Diese Aussage wurde von keinem anderen Diskussionsteilnehmer in Frage gestellt, der Moderator Markus Lanz nickte sie sogar ab.

Staatlich unterstützte Hexenjagd gegen Friedensstifter

In Deutschland wird das Leid der Palästinenser untergeordnet, wenn es überhaupt erwähnt wird, was selten genug der Fall ist. Es besteht ein extremes Ungleichgewicht. Die Palästinenser müssen deutlich erwähnt werden, bis sie immer mit als Opfer des Kriegs erwähnt werden.[Unbekannt1]

Wer die jüngsten Angriffe auf israelische Zivilisten zu Recht scharf verurteilt, ohne die jüngsten Luftangriffe auf palästinensische Zivilisten zu verurteilen, mag in Deutschland politisch punkten. Dennoch bleibt es, was es ist: sinnloser, selektiver Humanismus.

Diejenigen in Deutschland, die Israels völkermörderischen Feldzug bejubeln, sind das Ergebnis eines giftigen Philosemitismus, eines tiefsitzenden antimuslimischen Hasses und des Bedürfnisses, endlich jemanden zu haben, der in ihrem verdrehten Denken die Juden mehr hasst als ihre Vorfahren. Aus diesem Grund wurden von mehreren Medienkanälen Vergleiche zwischen der Hamas und dem Holocaust gezogen, unter anderem von einem Korrespondenten des staatlichen Fernsehsenders ZDF in einem Live-Interview.

Seit Beginn des Konflikts sind alle pro-palästinensischen Demonstrationen von der deutschen Politik und den Entscheidungsträgern verboten worden, wodurch das verfassungsmäßige Recht auf Versammlungsfreiheit (Artikel 8) eingeschränkt wurde. Darüber hinaus hat die Polizei sogar Demonstrationen deutscher Juden in Berlin, die zum Frieden in der Region aufriefen, mit dem Argument der „Volksverhetzung und Gewaltverherrlichung“ aufgelöst und die Kerzen bei einer Mahnwache für die palästinensischen Opfer des israelischen Bombenangriffs auf das anglikanische Krankenhaus in Gaza niedergestampft.
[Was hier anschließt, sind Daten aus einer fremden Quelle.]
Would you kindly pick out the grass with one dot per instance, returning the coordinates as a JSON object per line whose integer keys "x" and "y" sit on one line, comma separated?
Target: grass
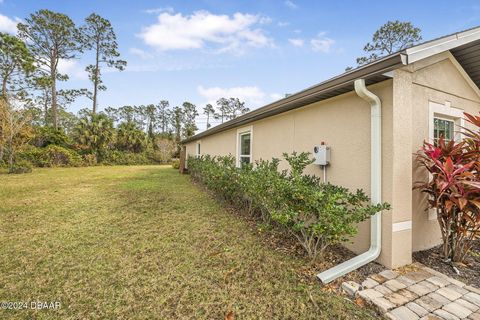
{"x": 142, "y": 242}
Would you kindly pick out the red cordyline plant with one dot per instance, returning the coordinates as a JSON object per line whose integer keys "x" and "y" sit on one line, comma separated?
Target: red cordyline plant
{"x": 454, "y": 189}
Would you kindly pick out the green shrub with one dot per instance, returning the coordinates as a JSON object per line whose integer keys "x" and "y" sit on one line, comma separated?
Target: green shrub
{"x": 317, "y": 214}
{"x": 115, "y": 157}
{"x": 51, "y": 156}
{"x": 45, "y": 136}
{"x": 21, "y": 166}
{"x": 89, "y": 159}
{"x": 176, "y": 163}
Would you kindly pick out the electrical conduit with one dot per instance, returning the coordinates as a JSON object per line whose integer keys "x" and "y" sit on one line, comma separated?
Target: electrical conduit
{"x": 376, "y": 188}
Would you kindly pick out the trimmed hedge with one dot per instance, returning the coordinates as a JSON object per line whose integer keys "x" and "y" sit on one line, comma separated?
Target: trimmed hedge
{"x": 317, "y": 214}
{"x": 51, "y": 156}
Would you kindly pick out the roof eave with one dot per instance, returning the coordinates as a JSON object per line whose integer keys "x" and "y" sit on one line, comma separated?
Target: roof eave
{"x": 380, "y": 66}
Mit einem Zitat der jüdischen Journalistin und Tochter von Holocaust-Überlebenden, Amira Hass, die für die israelische Zeitung Haaretz schreibt, lässt sich die paradoxe Tragödie und Katastrophe des 21. Jahrhunderts am besten veranschaulichen.
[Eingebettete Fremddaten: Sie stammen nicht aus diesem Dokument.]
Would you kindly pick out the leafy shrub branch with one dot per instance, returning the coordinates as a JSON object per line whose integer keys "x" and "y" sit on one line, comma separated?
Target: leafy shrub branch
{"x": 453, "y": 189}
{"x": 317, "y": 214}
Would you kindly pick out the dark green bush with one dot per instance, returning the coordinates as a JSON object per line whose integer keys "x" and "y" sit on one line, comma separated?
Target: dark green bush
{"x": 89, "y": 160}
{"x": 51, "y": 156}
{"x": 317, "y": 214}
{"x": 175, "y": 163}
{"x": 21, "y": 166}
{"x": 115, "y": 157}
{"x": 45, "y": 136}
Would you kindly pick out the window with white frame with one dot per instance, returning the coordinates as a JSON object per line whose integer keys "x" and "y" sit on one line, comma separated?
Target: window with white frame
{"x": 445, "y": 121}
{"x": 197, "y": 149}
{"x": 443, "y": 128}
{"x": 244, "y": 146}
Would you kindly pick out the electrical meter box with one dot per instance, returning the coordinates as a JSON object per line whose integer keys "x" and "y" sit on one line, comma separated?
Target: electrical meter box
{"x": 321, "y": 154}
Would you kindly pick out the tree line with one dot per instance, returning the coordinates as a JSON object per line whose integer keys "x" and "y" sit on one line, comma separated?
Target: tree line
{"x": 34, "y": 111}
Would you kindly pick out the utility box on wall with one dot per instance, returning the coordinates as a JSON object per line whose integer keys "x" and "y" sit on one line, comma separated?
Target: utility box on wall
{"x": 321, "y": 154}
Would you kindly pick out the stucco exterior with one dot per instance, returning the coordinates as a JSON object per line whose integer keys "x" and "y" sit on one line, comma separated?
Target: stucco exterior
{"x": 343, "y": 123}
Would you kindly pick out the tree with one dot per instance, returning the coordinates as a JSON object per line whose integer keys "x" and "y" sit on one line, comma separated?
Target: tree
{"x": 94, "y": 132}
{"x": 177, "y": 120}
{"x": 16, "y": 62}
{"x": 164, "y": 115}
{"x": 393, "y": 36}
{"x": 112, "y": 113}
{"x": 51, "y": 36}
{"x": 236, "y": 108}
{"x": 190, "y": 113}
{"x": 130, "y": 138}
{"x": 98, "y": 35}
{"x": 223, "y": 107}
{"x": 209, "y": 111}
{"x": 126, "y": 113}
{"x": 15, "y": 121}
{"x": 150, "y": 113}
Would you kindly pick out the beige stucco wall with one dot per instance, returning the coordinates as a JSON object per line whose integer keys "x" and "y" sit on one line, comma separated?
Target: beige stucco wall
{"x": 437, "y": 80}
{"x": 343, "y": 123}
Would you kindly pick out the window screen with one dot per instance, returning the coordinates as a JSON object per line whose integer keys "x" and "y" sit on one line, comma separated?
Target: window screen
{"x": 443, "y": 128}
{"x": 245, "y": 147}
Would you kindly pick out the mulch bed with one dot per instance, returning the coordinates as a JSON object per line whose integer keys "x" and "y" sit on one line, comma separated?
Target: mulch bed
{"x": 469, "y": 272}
„Ihr Deutschen habt eure Verantwortung, die 'aus dem Holocaust' – also aus der Ermordung u.a. der Familien meiner Eltern und dem Leid der Überlebenden – erwächst, längst verraten. Ihr habt sie verraten durch eure vorbehaltlose Unterstützung eines Israels, das besetzt, kolonisiert, den Menschen das Wasser wegnimmt, Land stiehlt, zwei Millionen Menschen im Gazastreifen in einen überfüllten Käfig sperrt, Häuser abreißt, ganze Gemeinden aus ihren Häusern vertreibt und die Gewalt der Siedler fördert.“

Deutschland trägt Mitschuld. Eine Mitschuld, für die es sich wahrscheinlich nicht verantworten muss, die aber die Geschichte nicht vergessen wird.